Key Experimental Results

Main Results (Table 1, ImageNet-50k)

Method Type Codebook rFID↓
LlamaGen Only Recon 16,384 2.19
IBQ Only Recon 262,144 1.00
VILA-U Unified 16,384 1.80
TokenFlow Unified 32,768 1.37
Ours (SemHiTok) Unified 196,608 1.16
Ours (SemHiTok-384) Unified 196,608 0.66

Understanding (Table 2, LLaVA-v1.5)

Model Resolution POPE MME-P SEED GQA
SigLIP (Continuous) 256 83.8 1481 65.3 61.9
VILA-U 256 81.6 1312 56.9 55.3
Ours (SemHiTok) 256 82.5 1356 62.9 60.3
Ours (SemHiTok-384) 384 86.3 1466 64.1 62.3

Key Findings

  • SOTA in understanding among discrete tokenizers → approaching or partially exceeding continuous SigLIP.
  • rFID 1.16/0.66 → SOTA-level reconstruction among unified tokenizers.
  • POPE 82.5 vs VILA-U 81.6 (+0.9); SEED 62.9 vs 56.9 (+6.0).
  • Total codebook \(K \cdot m=196K\) is comparable to LLM text vocab size (Qwen2 ~150K) → no explosion.

Highlights & Insights

  • SGHC Design: The observation that same semantics → similar pixels leads to sub-codebook refinement, which is simple and elegant.
  • Multi-stage training: Completely avoids semantic-pixel conflict → better trade-off → key innovation.
  • No Token Explosion: Flattened index stays controllable (196K) → compatible with existing LLM vocabularies → seamless integration.
  • Non-conflicting Extension: Pixel training does not affect the frozen semantic codebook → no degradation in understanding.

Limitations & Future Work

  • Primarily validated on 256/384 resolutions → scalability to higher resolutions untested.
  • Fixed sub-codebook size \(m=8\) → adaptive \(m\) remains unexplored.
  • Validated only on Qwen2.5-7B and Vicuna-7B → larger LLMs need testing.
  • Limited space for generation quality evaluation (MJHQ/GenEval).
  • Impact of semantic codebook size \(K\) on performance is not fully ablated.
  • Pixel subspaces in SGHC might lack data under certain semantic codes → potential sub-codebook underfitting.
  • Sensitivity analysis for loss weights (\(\lambda_1/\lambda_2/\lambda_3\)) is limited.

Unified MLLM Results

  • Surpasses previous unified discrete MLLMs in both understanding and generation tasks.
  • SOTA in most benchmarks within the "Und. & Gen.
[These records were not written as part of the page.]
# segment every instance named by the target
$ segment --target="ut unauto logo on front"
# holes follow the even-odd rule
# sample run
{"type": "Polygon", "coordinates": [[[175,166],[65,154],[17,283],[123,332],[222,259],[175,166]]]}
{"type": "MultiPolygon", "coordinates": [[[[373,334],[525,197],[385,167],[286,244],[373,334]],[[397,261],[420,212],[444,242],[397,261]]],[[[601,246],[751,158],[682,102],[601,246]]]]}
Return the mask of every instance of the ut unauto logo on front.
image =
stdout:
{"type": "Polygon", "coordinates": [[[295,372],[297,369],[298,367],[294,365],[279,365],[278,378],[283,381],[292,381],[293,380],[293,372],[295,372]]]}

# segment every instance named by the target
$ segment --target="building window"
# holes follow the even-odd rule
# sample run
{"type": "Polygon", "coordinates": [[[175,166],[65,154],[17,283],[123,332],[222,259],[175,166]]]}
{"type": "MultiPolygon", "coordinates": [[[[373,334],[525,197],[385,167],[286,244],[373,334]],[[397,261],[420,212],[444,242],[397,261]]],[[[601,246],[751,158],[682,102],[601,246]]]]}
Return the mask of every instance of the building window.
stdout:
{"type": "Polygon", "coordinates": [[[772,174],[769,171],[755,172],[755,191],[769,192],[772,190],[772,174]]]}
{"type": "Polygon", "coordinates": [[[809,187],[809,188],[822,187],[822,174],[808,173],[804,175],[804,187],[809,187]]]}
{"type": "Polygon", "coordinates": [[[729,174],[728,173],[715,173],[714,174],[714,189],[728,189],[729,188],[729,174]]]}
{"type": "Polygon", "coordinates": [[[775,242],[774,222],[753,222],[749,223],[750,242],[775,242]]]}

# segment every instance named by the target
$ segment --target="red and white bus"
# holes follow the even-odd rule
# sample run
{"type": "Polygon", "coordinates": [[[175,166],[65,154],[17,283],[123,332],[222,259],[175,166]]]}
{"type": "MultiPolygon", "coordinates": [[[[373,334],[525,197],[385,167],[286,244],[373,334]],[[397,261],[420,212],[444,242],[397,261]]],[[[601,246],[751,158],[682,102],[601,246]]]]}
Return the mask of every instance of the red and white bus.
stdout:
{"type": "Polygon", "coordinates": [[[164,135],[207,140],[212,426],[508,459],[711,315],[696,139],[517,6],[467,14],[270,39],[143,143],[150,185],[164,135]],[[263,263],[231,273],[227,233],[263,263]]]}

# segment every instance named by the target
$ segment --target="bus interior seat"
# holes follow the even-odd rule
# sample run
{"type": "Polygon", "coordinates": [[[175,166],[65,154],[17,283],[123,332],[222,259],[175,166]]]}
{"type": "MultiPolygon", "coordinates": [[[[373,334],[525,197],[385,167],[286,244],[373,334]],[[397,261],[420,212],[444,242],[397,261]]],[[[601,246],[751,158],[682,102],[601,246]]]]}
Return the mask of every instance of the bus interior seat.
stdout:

Discrete" category.
  • Comparable performance to some continuous tokenizers (Only Und.).
  • VILA-U hybrid loss → sub-optimal → SemHiTok solves via staging.
  • TokenFlow shared mapping → joint training conflict → SemHiTok fully decouples.
  • VQKD semantic codebook methods → SemHiTok extends this with a pixel layer.
  • Insight: Hierarchical structure (semantic → pixel) may be the optimal paradigm for unified visual tokenizers.

Rating

  • Novelty: ⭐⭐⭐⭐⭐ Pioneering SGHC + multi-stage training.
  • Technical Depth: ⭐⭐⭐⭐ Simple yet effective, clear motivation.
  • Experimental Thoroughness: ⭐⭐⭐⭐ Covers reconstruction, understanding, and generation.
  • Value: ⭐⭐⭐⭐⭐ Direct integration into existing MLLMs for unified understanding and generation.
  • Overall: ⭐⭐⭐⭐⭐ An elegant solution for unified visual tokenizers.